Der südkoreanische E-Commerce-Riese Coupang sieht sich einer massiven Eskalation der regulatorischen und juristischen Auseinandersetzungen in seinem Heimatmarkt gegenüber.
Während das Unternehmen vor Gericht gegen Durchsuchungsbeschlüsse der Wettbewerbsbehörden kämpft, gerät das Papier an der Börse immer stärker unter Druck. Die Aktie markierte am heutigen Montag ein neues 52-Wochen-Tief bei 12,90 € und setzt damit den seit Monaten anhaltenden Abwärtstrend fort.
Juristischer Widerstand gegen Wettbewerbsbehörde
Im Zentrum der aktuellen Verwerfungen steht ein Konflikt mit der südkoreanischen Fair Trade Commission (KFTC). Medienberichten zufolge entsandte die Behörde am 1. September rund 30 Ermittler in die Unternehmenszentrale im Seouler Stadtteil Jayang-dong, um eine neue Untersuchung wegen des mutmaßlichen Missbrauchs einer marktbeherrschenden Stellung einzuleiten.

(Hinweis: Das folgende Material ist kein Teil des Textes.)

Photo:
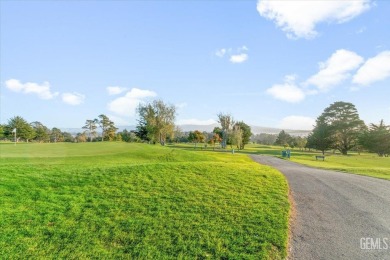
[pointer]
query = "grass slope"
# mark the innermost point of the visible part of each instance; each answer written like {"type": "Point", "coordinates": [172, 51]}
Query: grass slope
{"type": "Point", "coordinates": [367, 164]}
{"type": "Point", "coordinates": [118, 200]}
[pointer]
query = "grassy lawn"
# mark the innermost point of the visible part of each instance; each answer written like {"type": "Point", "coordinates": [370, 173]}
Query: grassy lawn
{"type": "Point", "coordinates": [364, 164]}
{"type": "Point", "coordinates": [119, 200]}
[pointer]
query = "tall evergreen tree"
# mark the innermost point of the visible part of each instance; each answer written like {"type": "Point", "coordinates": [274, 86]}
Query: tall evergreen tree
{"type": "Point", "coordinates": [377, 139]}
{"type": "Point", "coordinates": [344, 125]}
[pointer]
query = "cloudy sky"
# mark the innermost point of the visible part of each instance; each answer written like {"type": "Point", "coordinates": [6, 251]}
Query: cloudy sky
{"type": "Point", "coordinates": [269, 63]}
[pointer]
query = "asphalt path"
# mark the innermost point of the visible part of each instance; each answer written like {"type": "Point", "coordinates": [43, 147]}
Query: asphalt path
{"type": "Point", "coordinates": [336, 215]}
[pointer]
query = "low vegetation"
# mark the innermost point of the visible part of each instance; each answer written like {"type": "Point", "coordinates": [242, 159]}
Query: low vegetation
{"type": "Point", "coordinates": [368, 164]}
{"type": "Point", "coordinates": [120, 200]}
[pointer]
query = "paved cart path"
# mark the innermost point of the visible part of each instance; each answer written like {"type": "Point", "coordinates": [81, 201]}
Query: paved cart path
{"type": "Point", "coordinates": [336, 214]}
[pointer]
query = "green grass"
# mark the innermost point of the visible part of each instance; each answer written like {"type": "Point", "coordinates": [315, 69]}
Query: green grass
{"type": "Point", "coordinates": [119, 200]}
{"type": "Point", "coordinates": [367, 164]}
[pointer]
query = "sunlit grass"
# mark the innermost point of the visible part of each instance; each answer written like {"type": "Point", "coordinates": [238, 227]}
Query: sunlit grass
{"type": "Point", "coordinates": [368, 164]}
{"type": "Point", "coordinates": [118, 200]}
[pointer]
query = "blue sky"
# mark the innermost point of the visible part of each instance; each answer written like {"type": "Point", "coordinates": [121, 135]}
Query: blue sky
{"type": "Point", "coordinates": [268, 63]}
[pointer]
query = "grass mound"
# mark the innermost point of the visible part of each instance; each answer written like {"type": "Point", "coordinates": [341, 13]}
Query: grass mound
{"type": "Point", "coordinates": [139, 201]}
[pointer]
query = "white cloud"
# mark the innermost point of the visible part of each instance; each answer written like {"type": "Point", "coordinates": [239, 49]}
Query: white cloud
{"type": "Point", "coordinates": [238, 55]}
{"type": "Point", "coordinates": [288, 91]}
{"type": "Point", "coordinates": [181, 105]}
{"type": "Point", "coordinates": [297, 123]}
{"type": "Point", "coordinates": [73, 99]}
{"type": "Point", "coordinates": [335, 70]}
{"type": "Point", "coordinates": [126, 105]}
{"type": "Point", "coordinates": [298, 18]}
{"type": "Point", "coordinates": [194, 121]}
{"type": "Point", "coordinates": [374, 69]}
{"type": "Point", "coordinates": [114, 90]}
{"type": "Point", "coordinates": [119, 121]}
{"type": "Point", "coordinates": [239, 58]}
{"type": "Point", "coordinates": [41, 90]}
{"type": "Point", "coordinates": [221, 52]}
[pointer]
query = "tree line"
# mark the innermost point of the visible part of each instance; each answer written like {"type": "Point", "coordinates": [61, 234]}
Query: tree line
{"type": "Point", "coordinates": [156, 124]}
{"type": "Point", "coordinates": [340, 128]}
{"type": "Point", "coordinates": [38, 132]}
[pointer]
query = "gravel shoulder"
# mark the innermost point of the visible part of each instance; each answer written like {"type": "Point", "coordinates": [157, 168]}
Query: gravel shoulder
{"type": "Point", "coordinates": [336, 214]}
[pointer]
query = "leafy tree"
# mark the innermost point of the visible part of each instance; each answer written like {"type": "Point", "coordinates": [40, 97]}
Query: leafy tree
{"type": "Point", "coordinates": [377, 139]}
{"type": "Point", "coordinates": [90, 126]}
{"type": "Point", "coordinates": [196, 137]}
{"type": "Point", "coordinates": [300, 142]}
{"type": "Point", "coordinates": [81, 137]}
{"type": "Point", "coordinates": [321, 136]}
{"type": "Point", "coordinates": [216, 138]}
{"type": "Point", "coordinates": [23, 128]}
{"type": "Point", "coordinates": [67, 137]}
{"type": "Point", "coordinates": [246, 134]}
{"type": "Point", "coordinates": [56, 135]}
{"type": "Point", "coordinates": [42, 133]}
{"type": "Point", "coordinates": [108, 127]}
{"type": "Point", "coordinates": [263, 138]}
{"type": "Point", "coordinates": [283, 139]}
{"type": "Point", "coordinates": [156, 121]}
{"type": "Point", "coordinates": [345, 125]}
{"type": "Point", "coordinates": [2, 131]}
{"type": "Point", "coordinates": [227, 122]}
{"type": "Point", "coordinates": [235, 136]}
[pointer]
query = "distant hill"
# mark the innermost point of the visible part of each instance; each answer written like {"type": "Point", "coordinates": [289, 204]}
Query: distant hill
{"type": "Point", "coordinates": [208, 128]}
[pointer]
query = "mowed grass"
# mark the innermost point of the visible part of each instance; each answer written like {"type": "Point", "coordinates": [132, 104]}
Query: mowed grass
{"type": "Point", "coordinates": [119, 200]}
{"type": "Point", "coordinates": [367, 164]}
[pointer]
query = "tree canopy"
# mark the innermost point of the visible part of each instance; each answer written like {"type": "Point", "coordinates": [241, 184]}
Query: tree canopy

Coupang hatte zuvor versucht, diese Vor-Ort-Inspektionen komplett zu verweigern und zog als erstes Unternehmen seit Gründung der KFTC gegen die Anwendung des entsprechenden Gesetzes vor Gericht.
Am vergangenen Mittwoch fand eine gerichtliche Anhörung statt, in der Coupang den Stopp der Durchsuchungen forderte. Das Unternehmen argumentiert laut MLex, dass die Razzien ohne die nach dem Verwaltungsermittlungsgesetz erforderliche Vorankündigung durchgeführt wurden.
Die neue Untersuchung der KFTC erfolgt zu einem Zeitpunkt, an dem das oberste Gericht Südkoreas zwei frühere Durchsetzungsmaßnahmen gegen das Unternehmen aufgehoben hat, da ein Wettbewerbsschaden nicht hinreichend nachgewiesen werden konnte. Dennoch bleibt der Druck hoch, da die Behörden weiterhin mögliche Verstöße gegen das Fair-Trade-Gesetz prüfen.
Politische Spannungen und operative Belastungen
Die regulatorischen Maßnahmen gegen das in den USA börsennotierte Unternehmen belasten zunehmend die diplomatischen Beziehungen zwischen Washington und Seoul. Am 31. August wies Südkorea Vorwürfe aus dem US-Kongress zurück, wonach Coupang im Vergleich zu einheimischen Wettbewerbern diskriminiert werde.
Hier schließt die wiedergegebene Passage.